The new season was greeted with wind chill readings of minus 10 to minus 25 and drifting snow two days after a late-winter storm welcomed students back to school from spring break and slowed morning commuters Monday.
Despite sunny skies today, National Weather Service Meteorologist Dan Luna said a cold front that followed Monday’s storm would keep temperatures well below normal today through Friday before daytime highs rise above the freezing mark this weekend.
“We probably won’t see temperatures up to the freezing mark until Saturday,” he said. “We will see some below-zero weather Wednesday. It won’t be very nice.”
Along with cold air and gusty northwest winds, this afternoon’s forecast calls for a chance of snow after 1 p.m. with highs struggling to reach 20.

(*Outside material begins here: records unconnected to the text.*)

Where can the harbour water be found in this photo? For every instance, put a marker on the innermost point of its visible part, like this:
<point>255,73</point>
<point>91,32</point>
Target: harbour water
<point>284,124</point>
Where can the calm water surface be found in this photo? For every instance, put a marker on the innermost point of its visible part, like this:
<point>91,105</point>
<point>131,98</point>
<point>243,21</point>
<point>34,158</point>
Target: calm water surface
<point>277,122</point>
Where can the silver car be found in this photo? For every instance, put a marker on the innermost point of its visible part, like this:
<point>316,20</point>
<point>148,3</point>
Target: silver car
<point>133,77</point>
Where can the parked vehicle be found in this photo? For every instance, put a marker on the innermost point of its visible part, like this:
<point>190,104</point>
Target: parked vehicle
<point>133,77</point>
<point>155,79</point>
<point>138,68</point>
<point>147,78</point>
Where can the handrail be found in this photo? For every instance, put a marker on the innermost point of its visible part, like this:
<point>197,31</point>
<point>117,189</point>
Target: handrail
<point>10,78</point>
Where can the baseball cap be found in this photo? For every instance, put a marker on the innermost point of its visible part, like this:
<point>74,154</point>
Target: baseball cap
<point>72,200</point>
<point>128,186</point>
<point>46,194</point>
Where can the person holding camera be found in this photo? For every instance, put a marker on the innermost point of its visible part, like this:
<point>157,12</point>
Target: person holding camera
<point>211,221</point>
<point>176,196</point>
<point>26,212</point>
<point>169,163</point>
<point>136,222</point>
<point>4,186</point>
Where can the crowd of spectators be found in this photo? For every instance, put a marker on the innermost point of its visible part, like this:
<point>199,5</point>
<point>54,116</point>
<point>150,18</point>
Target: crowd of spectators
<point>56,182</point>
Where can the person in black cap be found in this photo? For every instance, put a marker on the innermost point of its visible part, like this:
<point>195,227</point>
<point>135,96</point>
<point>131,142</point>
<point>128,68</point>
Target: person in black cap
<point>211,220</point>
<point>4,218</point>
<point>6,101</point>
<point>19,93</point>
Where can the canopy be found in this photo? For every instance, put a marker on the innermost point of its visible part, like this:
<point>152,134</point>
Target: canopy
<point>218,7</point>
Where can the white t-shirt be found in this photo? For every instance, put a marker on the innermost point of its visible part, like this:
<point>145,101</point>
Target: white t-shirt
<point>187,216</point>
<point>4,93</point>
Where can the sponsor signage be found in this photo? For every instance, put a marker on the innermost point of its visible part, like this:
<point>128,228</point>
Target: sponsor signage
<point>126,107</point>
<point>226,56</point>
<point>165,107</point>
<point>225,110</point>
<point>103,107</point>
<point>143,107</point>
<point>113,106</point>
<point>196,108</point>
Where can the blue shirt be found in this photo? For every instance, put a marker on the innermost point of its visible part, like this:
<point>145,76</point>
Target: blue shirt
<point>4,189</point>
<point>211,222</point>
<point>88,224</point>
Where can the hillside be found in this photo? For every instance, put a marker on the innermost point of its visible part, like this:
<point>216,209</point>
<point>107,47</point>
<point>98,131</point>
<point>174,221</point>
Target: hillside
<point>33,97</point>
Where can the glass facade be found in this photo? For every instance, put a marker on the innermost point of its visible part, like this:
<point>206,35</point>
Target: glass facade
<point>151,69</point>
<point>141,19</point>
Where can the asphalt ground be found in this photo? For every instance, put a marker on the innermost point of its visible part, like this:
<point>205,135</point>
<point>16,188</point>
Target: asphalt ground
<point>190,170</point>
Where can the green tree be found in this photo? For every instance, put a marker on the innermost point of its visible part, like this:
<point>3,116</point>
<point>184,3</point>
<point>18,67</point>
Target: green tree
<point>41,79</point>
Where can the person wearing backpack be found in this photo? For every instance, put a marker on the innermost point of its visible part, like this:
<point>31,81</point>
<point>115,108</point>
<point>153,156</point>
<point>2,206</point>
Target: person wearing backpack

Tonight will see lows plunge to near 0, but the wind will gradually diminish to light and variable after midnight.
Conditions slowly begin improving Thursday with sunshine and highs in the upper 20s. Lows Thursday night will fall to the single digits.
Although the forecast for Friday through Sunday calls for highs finally rising above freezing, there is a chance of more snow Saturday through Monday. Highs during the period will be in the upper 30s with lows in the low 20s.
With single digit lows and wind chills well below zero greeting the first day of spring at 6:02 a.m. CDT today, Luna said it is unlikely the Valley will see spring-like temperatures the rest of this month.
“I don’t think we’re going to see normal temperatures here for the next 10 days,” he said, adding that by March 31, the average high in the metro area is 49.
“I don’t think we’re going to see 49 until April,” Luna said.